Except maybe she did. Maybe that was why she’d been experiencing everything since what she saw in the bathroom. It was one thing to think that she’d seen a ghost, but altogether another to see an entire room rearranged. Perhaps her brain was misfiring. The knock she’d taken had jostled something loose.
“Here,” he said, pulling open the bedside table drawer. He lifted out a bottle of Tylenol and shook it at her like a rattle. She dragged her feet along the rug as she approached, held out her hand as he dropped two tablets into her palm.
“But what if you’re wrong?” she asked, staring at the pills. “What if I die in my sleep?”
He watched her for a long while before tossing aside his sheets. “Okay,” he said. “Get dressed.”
“What? Why?” She took a few steps away from his bed.
“Because you’re right,” he said. “I should have taken you to the hospital right off the bat.”
“No.” She shook her head. “No, forget it. I’m fine.”
“Except you’re worried about dying? Work with me here, kid—what is it that you want me to do?”
“Just forget it,” she said again. “Really, Dad. It went away earlier. If it was an aneurysm, it wouldn’t have gone away with pills, but it did, which means I’m okay. I don’t know what I’m talking about. It’s just a headache, that’s all.”
He frowned at her.
“Sorry for waking you up,” she murmured, closing her fingers around the medicine in her hand. She turned toward his door, and for a split second she hoped he’d tell her to sleep in his room, just in case. But he didn’t. And while she reasoned that he hadn’t offered because she was too old for that sort of babying, she couldn’t help but feel a flash of resentment as she sulked out of the room.
She wandered down the hall that was now devoid of the cheap landscapes she had seen hanging only minutes before. And while she clearly remembered leaving her bedroom door open, it was closed again. She hesitated, forcing herself to step inside despite what may have awaited her.
The room was just the way she left it. Nothing out of the ordinary. And while she should have felt comforted by its familiarity, all she wanted to do was cry.
Because she wasn’t crazy.
The girl in the mirror had been there. That shadow downstairs had probably been her. The house beyond her bedroom door had been all wrong. If there was nothing off with her head, what she’d seen had been real.
14
* * *
SELMA ARRIVED AT the house bright and early the next day, a giant purse hanging off one shoulder and a shopping bag full of leftovers heavy in her right hand. “Hey.
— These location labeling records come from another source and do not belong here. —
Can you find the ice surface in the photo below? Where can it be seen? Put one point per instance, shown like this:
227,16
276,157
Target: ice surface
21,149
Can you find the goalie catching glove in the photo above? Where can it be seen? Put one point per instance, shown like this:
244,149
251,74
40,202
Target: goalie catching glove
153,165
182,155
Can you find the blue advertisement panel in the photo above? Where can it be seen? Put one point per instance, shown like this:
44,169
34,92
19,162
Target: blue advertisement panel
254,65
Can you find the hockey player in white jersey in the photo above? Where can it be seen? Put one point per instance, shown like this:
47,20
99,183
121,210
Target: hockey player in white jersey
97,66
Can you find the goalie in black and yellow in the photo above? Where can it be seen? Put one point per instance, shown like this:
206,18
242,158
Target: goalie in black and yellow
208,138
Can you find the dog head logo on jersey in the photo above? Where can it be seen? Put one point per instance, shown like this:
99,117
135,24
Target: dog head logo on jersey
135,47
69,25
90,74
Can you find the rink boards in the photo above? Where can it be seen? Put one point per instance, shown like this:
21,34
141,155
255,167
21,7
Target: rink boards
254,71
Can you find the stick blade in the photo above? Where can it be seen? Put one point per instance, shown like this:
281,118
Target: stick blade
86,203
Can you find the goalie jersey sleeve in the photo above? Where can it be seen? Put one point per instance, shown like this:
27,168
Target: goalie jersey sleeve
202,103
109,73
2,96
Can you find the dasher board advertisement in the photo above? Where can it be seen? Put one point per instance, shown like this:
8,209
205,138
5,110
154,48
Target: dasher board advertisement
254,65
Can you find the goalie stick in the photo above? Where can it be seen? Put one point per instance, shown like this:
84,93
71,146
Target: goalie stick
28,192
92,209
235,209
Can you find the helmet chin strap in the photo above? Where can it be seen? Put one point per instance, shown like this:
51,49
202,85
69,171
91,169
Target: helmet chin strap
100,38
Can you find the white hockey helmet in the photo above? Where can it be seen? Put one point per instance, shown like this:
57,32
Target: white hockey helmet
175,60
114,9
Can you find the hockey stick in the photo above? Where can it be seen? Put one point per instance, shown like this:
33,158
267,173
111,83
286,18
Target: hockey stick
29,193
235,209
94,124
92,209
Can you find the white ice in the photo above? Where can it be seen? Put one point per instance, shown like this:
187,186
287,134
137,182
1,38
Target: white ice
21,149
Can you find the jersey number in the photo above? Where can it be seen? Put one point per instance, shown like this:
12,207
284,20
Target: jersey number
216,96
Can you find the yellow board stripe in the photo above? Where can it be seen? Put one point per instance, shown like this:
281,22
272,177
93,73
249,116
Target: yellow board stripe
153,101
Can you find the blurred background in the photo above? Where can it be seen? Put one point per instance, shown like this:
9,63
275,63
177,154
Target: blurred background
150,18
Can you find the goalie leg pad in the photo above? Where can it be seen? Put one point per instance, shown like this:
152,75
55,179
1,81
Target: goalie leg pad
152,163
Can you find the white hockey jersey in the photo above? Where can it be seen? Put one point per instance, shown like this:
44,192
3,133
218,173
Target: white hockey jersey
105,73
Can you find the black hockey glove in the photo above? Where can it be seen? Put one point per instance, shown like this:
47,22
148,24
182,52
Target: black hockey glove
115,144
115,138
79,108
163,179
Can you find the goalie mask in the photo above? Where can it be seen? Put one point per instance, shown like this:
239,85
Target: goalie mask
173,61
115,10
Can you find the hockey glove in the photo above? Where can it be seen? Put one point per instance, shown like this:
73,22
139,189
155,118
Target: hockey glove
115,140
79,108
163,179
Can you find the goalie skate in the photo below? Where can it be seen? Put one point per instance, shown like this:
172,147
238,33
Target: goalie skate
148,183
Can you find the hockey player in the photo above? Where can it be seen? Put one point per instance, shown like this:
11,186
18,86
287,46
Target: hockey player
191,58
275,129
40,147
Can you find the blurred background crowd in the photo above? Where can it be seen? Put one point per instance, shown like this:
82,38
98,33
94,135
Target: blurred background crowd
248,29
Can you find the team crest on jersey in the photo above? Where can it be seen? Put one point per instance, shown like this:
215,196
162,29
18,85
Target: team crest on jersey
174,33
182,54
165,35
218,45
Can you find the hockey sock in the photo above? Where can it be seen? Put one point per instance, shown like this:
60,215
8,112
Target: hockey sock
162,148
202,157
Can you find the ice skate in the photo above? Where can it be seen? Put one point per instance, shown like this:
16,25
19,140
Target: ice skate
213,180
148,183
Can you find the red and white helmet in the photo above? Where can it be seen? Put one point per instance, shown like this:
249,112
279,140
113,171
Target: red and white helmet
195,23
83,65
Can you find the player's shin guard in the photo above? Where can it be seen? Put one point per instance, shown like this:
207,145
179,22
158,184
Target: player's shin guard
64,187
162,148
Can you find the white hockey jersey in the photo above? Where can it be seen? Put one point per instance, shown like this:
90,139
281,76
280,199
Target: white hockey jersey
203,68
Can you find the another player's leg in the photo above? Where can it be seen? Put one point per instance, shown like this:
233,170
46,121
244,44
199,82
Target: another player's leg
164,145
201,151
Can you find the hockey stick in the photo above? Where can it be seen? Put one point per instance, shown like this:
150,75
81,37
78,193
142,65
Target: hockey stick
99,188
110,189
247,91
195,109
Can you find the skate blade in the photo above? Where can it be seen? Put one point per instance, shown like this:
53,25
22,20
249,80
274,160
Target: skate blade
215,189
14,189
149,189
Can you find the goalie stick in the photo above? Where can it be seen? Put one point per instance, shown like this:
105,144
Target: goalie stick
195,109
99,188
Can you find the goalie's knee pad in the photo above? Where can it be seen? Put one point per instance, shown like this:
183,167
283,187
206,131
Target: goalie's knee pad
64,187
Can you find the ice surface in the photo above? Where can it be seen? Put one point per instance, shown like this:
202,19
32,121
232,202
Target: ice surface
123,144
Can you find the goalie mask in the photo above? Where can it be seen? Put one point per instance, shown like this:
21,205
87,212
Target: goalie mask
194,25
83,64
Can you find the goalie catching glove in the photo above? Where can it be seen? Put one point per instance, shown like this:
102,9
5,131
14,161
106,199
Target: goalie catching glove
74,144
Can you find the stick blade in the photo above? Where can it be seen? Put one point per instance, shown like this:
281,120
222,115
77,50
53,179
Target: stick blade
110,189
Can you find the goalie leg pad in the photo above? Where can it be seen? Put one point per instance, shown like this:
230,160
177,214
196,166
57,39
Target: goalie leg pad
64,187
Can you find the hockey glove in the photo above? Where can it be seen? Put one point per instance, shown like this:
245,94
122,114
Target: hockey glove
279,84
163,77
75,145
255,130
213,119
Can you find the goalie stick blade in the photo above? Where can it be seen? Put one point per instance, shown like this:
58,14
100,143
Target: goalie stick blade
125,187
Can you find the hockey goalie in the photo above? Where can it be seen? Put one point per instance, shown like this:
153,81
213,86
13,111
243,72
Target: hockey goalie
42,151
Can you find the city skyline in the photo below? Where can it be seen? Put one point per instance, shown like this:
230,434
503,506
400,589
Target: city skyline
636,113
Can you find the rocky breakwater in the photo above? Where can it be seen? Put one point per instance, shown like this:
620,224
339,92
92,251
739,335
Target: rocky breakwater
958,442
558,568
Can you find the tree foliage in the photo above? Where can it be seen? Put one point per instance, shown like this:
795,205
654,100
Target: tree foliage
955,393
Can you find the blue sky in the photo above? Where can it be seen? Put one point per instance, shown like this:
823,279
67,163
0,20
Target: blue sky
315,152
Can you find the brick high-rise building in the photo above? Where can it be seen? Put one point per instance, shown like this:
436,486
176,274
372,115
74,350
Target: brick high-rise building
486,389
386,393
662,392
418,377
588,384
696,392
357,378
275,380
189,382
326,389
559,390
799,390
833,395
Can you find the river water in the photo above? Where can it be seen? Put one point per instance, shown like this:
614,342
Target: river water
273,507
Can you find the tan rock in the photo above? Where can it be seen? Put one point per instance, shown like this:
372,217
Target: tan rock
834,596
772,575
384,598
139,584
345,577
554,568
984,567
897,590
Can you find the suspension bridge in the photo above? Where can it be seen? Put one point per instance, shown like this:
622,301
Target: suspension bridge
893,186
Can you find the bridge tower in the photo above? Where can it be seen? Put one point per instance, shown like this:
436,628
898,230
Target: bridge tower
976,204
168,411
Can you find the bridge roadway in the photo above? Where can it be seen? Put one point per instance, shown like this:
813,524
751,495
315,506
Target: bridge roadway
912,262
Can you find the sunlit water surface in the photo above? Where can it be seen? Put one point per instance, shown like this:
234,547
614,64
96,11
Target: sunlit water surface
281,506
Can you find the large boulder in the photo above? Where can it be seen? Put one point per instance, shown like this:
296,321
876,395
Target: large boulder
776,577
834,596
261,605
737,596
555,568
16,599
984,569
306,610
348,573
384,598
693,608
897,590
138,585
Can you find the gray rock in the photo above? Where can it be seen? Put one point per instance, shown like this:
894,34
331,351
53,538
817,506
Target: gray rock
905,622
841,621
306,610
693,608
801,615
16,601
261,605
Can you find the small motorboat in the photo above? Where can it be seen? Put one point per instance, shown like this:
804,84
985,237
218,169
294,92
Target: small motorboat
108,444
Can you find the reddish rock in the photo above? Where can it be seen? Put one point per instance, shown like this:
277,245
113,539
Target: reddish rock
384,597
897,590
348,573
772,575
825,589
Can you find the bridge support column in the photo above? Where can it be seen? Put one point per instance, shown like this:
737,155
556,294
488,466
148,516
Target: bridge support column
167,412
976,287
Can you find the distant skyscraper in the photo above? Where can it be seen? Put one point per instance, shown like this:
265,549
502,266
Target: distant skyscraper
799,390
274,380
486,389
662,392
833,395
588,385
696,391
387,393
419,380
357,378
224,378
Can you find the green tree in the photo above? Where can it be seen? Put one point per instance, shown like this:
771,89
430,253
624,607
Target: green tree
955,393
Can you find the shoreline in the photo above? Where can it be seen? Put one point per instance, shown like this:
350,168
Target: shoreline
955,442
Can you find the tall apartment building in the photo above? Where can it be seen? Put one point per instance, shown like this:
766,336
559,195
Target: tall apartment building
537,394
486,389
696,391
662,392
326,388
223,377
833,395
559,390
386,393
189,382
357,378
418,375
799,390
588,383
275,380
Figured you guys would want food,” she told Lucas when he opened the door. “I made way too much for just me and Mark. And I brought over a bunch of Blu-rays. I wasn’t sure if you guys got around to unpacking your stuff yet, so . . .” She smiled, handed him the bag, and brushed her dark Zooey Deschanel bangs away from her eyes.
“Thanks.” Lucas stepped aside to let her in. “Sorry about last night. Jeanie ended up with a pretty wicked headache. I nearly took her to the ER.”
“Is she okay?”
“I think so. Though, if she still has a headache today I’m taking her to the clinic whether she wants to go or not.”
“Mark told me about what happened,” Selma said. “She got lucky. It could have been a lot worse.” She offered him a look of consolation, then glanced around her surroundings. “Wow, Mark wasn’t kidding when he said this place is dated.”
“Yeah, it’s a bit Partridge Family.”
“But it’s charming,” she countered, giving him a red-lipped smile. “I like it. It’s got this cool fifties Americana thing going on, and if anyone loves the fifties . . .” She posed for half a second, letting him get an eyeful of her typical rockabilly style.
Lucas chuckled and led her into the kitchen. She let her eyes sweep the place before she shrugged off her purse—which looked like a small version of a black-and-white bowling bag—and set it on the island.
“Thanks for doing this,” he said. “I really appreciate it.”
“Don’t mention it.” She waved away his gratitude.
“No, I want to mention it. It’s a long drive, and we stood you up last night. I feel bad about it.”